For insurance companies, the fraud can range from the use of stolen credit cards, collusion and identity theft. According to the Insurance Fraud Bureau (IFB) in the UK, undetected general insurance claims fraud total £2.1billion a year adding on average £50 to the annual costs individual policyholders, on average, each year.

A growing phenomenon is the “Cash for Crash” scam in which fraudsters will target cars or commercial vehicles particularly at busy junctions or slow moving traffic but can be anywhere. The crux of the scam is that by the sudden or unexpected application of their brakes, the innocent driver of the following vehicle will not have sufficient time to react and will inevitably crash into the rear of the fraudster’s vehicle. This is stage one and the fraudsters will proceed to get the cash.

Fraudsters will make a claim against the innocent driver and their insurance company predominantly using third parties such as solicitors or claim management companies. The claims include:
• Compensation for fictitious personal injuries
• Claims for individuals who were not even in the fraudster’s vehicle at the time of the accident
• The cost of recovering the fraudster’s vehicle, even though it was actually driven away
• The cost of repairing the fraudster’s vehicle, including fictitious damage and damage that was already present on their vehicle from previous “Cash from Crash” scams.
• The loss of earnings for the driver and the occupants of the fraudster vehicle.
• The cost of hiring an alternative vehicle until the fraudster’s vehicle has been repaired, despite them driving their vehicle following the accident.

Due to the sheer volume of claims submitted, companies are unable to check individual claims and rely on statistical analysis. Statistical detection does not prove that the claims are fraudulent but merely that they are “red flagged” suspicious claims which require further detailed investigation.

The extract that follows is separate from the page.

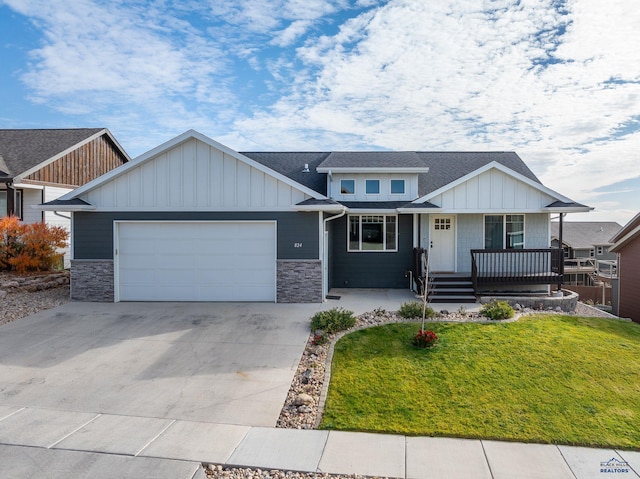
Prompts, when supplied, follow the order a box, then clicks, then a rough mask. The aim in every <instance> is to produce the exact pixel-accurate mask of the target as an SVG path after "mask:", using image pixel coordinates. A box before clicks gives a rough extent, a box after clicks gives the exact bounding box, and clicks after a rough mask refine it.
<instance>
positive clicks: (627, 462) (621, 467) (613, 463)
mask: <svg viewBox="0 0 640 479" xmlns="http://www.w3.org/2000/svg"><path fill="white" fill-rule="evenodd" d="M630 472H631V468H630V467H629V463H628V462H627V461H621V460H620V459H617V458H615V457H612V458H611V459H609V460H608V461H605V462H601V463H600V473H601V474H629V473H630Z"/></svg>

fraXses would afford companies the ability to trawl through combined multiple and disparate data sources and volumes of data in real-time and rapidly and be able to spot trends including easily being able to show the detailed and most granular level of reporting of data such as: repeating claimants details, their addresses, geographical locations of accidents and vehicle information.
Predictive analysis can be used to assist the statistical process to analyse claims and assist the red flagging process.


Ability to perform speedy in-depth and flexible analysis for claim investigations.
• Reduce fraudulent claim pay-outs
• Savings for insurance companies and victims of scams ensuring costs for policyholders are not impacted negatively.
• Ability to share information quickly and easily with law enforcement and regulatory authorities.